Well,  here it is, 2012, the year where everything ends on 12/21. Well we better get ready, because anything that ends postulates something beginning, and I think it's beginning now. I know I was born in what I thought was America, but lately I  have begun to think that I live in Amerika,  with a spiraling down of personal freedoms as the famous saying goes, “the rich get richer and the poor get poorer.”

The only problem with that scenario is the ratio between the rich and the poor, and how you define each of those terms. Personally, I don't enter thoughts of UFOs or Mayan calendars, except in the sense that the Mayans get to celebrate New Year's early.

I suggest that the term rich and poor have to do with degrees of freedom. America is said to be the land of the free and the home of the brave, but by percentage, less and less of us have less and less freedom. Most of us are counting our pennies while the rich count their millions. I don't care much for things, because anything I own also owns me–otherwise why would I go searching for it when I can't find it? I am then it's servant, it's slave–for as long as it takes for me to either find it were to declare it lost.

The term “degrees of freedom” is a term from physics having to do with symmetry, with the symmetry of the sphere being greatest, because no matter how you roll it, it looks the same. Not so with a rectangle, in a square you would have 90° of symmetry or 6 different positions which would look the same. With a rectangle if you have a strange grouping where one group of symmetry are the 4 ways you could turn it, and 2 additional but completely different degrees of freedom when you stand it on its end.

What has that got to do with me, you will probably ask? Well, although money has no intrinsic value of its own (it used to be tied to the gold standard and the silver standard but now it is tied to nothing), still has as much value as you pretend it does (or society at large). We will be talking about the Federal Reserve later, but right now we just want to associate money with degrees of freedom. If you are homeless and are begging for change you have almost no degrees of freedom–you must do the same thing day after day with no respite. With more money you may rent an apartment–with more you can buy a house etc.

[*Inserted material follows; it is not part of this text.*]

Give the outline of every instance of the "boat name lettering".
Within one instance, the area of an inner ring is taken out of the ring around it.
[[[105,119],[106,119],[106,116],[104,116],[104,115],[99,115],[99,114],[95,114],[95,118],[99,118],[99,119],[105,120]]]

The rich can go skiing and live their lives on vacation. If they have enough money they can play at it–the money game. When I used to tour through Europe it drove me crazy because every time we crossed a border we had to change our money into a different currency, and the money changers always charged you to exchange currencies. This of course, depletes in a small amount your degrees of freedom and establishes borders. If I can use the Euro in quite a few countries I save money because the money changers have been put out of business, but if I go to a country such as Great Britain, who do not use the Euro, where am I? At one of the thousands of money changing establishments, with them scraping off a little off the top every time I change my money.

This, by the way, is the only act of violence that Jesus ever performed during his ministry–on Wednesday, he overturned the money changers at the Temple, because you had to buy sanctified animals from the priests, and they used Shekels, whereas the common people used Roman coins, because they were under the yoke of Roman Rule. Let's run a little timeline, Jesus knocked over the money tables (and you can just imagine the scramble of people to grab the Shekels),  on Thursday evening he was arrested in on Friday morning he was crucified. Wednesday Thursday Friday. No slow-motion justice there. He acted on Wednesday and was dead and thought of as out of the way by Friday afternoon.

Many people when they get rich buy summer homes, boats, yachts, 4 or 5 cars and every other luxury you can imagine. What do I do?  I hope that my next royalty check has a good number on it. That's right, I get royalty checks, which means that I am Royal. That doesn't mean shit.  I have played and performed with my heart and soul and I have given it everything I've got every time, but I have less degrees of freedom than the man who owns the building I live in. What do you think of that?